With that knowledge in mind, you can use chroot
to execute the jcmd
command as well.
[root@b768001196ce data]# chroot --userspec=1000 / /crate/jdk/bin/jcmd 1 VM.version
1:
OpenJDK 64-Bit Server VM version 13.0.1+9
JDK 13.0.1
jcmd <PID> help
lists all available commands that you can now start using
for troubleshooting CrateDB inside the Docker container.
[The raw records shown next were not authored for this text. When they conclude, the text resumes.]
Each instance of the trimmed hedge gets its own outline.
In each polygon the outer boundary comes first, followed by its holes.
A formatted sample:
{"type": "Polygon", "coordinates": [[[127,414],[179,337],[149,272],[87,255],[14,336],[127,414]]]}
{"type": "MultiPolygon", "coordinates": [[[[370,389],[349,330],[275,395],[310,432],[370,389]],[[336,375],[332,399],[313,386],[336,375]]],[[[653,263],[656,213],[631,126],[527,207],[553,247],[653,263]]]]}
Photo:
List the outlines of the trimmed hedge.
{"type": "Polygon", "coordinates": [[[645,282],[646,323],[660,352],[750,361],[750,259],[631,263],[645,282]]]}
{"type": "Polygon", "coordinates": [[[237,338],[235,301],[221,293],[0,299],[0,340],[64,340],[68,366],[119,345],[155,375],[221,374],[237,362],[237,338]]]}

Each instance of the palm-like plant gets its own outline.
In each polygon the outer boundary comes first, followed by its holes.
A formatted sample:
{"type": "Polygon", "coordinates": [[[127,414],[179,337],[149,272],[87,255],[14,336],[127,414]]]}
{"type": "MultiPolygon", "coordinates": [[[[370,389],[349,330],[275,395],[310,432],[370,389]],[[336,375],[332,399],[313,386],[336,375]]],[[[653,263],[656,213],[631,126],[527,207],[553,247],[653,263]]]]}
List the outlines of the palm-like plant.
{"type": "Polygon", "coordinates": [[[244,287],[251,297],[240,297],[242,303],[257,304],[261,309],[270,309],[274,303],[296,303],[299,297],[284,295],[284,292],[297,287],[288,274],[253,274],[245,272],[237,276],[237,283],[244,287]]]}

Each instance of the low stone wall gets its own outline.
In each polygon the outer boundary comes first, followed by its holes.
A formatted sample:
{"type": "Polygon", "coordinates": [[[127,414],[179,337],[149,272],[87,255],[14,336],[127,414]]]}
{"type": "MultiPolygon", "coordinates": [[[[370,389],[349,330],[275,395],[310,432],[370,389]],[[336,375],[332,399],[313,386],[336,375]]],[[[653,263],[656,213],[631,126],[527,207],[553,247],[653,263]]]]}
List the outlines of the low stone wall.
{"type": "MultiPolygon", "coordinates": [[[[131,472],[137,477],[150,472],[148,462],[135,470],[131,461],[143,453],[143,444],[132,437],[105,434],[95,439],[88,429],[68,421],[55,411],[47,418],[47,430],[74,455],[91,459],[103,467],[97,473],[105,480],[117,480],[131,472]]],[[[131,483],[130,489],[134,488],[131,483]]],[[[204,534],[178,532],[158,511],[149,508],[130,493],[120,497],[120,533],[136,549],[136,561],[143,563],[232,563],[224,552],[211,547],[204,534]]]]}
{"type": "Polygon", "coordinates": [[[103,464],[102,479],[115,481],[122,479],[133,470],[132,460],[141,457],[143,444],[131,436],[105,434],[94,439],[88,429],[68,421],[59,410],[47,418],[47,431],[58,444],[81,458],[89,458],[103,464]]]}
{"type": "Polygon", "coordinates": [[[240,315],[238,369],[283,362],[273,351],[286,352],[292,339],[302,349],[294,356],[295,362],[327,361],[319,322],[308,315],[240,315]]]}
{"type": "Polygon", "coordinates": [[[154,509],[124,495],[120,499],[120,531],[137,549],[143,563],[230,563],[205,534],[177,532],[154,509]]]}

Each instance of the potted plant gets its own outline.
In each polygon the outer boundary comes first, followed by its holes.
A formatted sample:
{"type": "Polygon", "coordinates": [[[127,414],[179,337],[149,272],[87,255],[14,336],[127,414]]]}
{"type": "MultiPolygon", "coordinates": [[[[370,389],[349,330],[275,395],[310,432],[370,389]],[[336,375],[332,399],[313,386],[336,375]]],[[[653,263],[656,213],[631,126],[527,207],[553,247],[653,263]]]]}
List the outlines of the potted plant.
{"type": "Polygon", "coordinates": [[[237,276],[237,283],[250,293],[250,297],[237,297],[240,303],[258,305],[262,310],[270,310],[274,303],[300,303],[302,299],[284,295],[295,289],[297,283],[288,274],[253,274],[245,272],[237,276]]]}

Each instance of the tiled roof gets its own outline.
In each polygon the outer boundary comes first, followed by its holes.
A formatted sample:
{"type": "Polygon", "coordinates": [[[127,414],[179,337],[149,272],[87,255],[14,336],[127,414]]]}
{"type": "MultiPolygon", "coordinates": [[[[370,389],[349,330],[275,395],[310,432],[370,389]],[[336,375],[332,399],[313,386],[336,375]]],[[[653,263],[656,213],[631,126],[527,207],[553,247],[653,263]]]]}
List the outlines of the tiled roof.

[root@b768001196ce data]# chroot --userspec=1000 / /crate/jdk/bin/jcmd 1 help
1:
The following commands are available:
Compiler.CodeHeap_Analytics
Compiler.codecache
Compiler.codelist
Compiler.directives_add
Compiler.directives_clear
Compiler.directives_print
Compiler.directives_remove
Compiler.queue
GC.class_histogram
GC.class_stats
GC.finalizer_info
GC.heap_dump
GC.heap_info
GC.run
GC.run_finalization
JFR.check
JFR.configure
JFR.dump
JFR.start
JFR.stop
JVMTI.agent_load
JVMTI.data_dump
ManagementAgent.start
ManagementAgent.start_local
ManagementAgent.status
ManagementAgent.stop
Thread.print
VM.class_hierarchy
VM.classloader_stats
VM.classloaders
VM.command_line
VM.dynlibs
VM.events
VM.flags
VM.info
VM.log
VM.metaspace
VM.native_memory
VM.print_touched_methods
VM.set_flag
VM.stringtable
VM.symboltable
VM.system_properties
VM.systemdictionary
VM.uptime
VM.version
help
For more information about a specific command use 'help <command>'.
To execute one of these commands from outside of the Docker container without
explicitly attaching to it, you can combine the docker exec
command with the
jcmd
command. This would look like so:
$ docker exec -ti <ID> /bin/bash -c "chroot --userspec=1000 / /crate/jdk/bin/jcmd 1 <CMD>"
For example, running GC.heap_info
on Docker container with ID
b768001196ce
:
$ docker exec -ti b768001196ce /bin/bash -c "chroot --userspec=1000 / /crate/jdk/bin/jcmd 1 GC.heap_info"
1:
garbage-first heap total 524288K, used 129716K [0x00000000e0000000, 0x0000000100000000)
region size 1024K, 126 young (129024K), 22 survivors (22528K)
Metaspace used 57165K, capacity 59755K, committed 60080K, reserved 1099776K
class space used 7721K, capacity 8941K, committed 8960K, reserved 1048576K
Troubleshooting Commands¶
Thread Dump¶
- Command
jcmd <PID> Thread.print
Heap Dump¶
- Command
jcmd <PID> GC.heap_dump <PATH>
Example¶
$ docker exec -ti b768001196ce /bin/bash -c "chroot --userspec=1000 / /crate/jdk/bin/jcmd 1 GC.heap_dump /data/crate.hprof"
1:
Heap dump file created
Note
The <PATH>
should be a path that resides on a mounted volume, so you can
access the created heap dump from ouside of the container and the container
is not “blown up”.
Java Flight Recording¶
- Command
jcmd <PID> JFR.start name=<NAME> duration=<DURATION> filename=<PATH> settings=profile
Example¶
$ docker exec -ti b768001196ce /bin/bash -c "chroot --userspec=1000 / /crate/jdk/bin/jcmd 1 JFR.start name=recording1 duration=60s filename=/data/recording1.jfr"
1:
Started recording 1. The result will be written to:
/data/recording1.jfr
Note
The <PATH>
should be a path that resides on a mounted volume, so you can
access the created jfr dump from ouside of the container and the container
is not “blown up”.
These are the most common troubleshooting tasks, but of course there are many
more possibilities to get diagnostic information using the jcmd
command.
You can find more information about the utility at the jcmd documentation.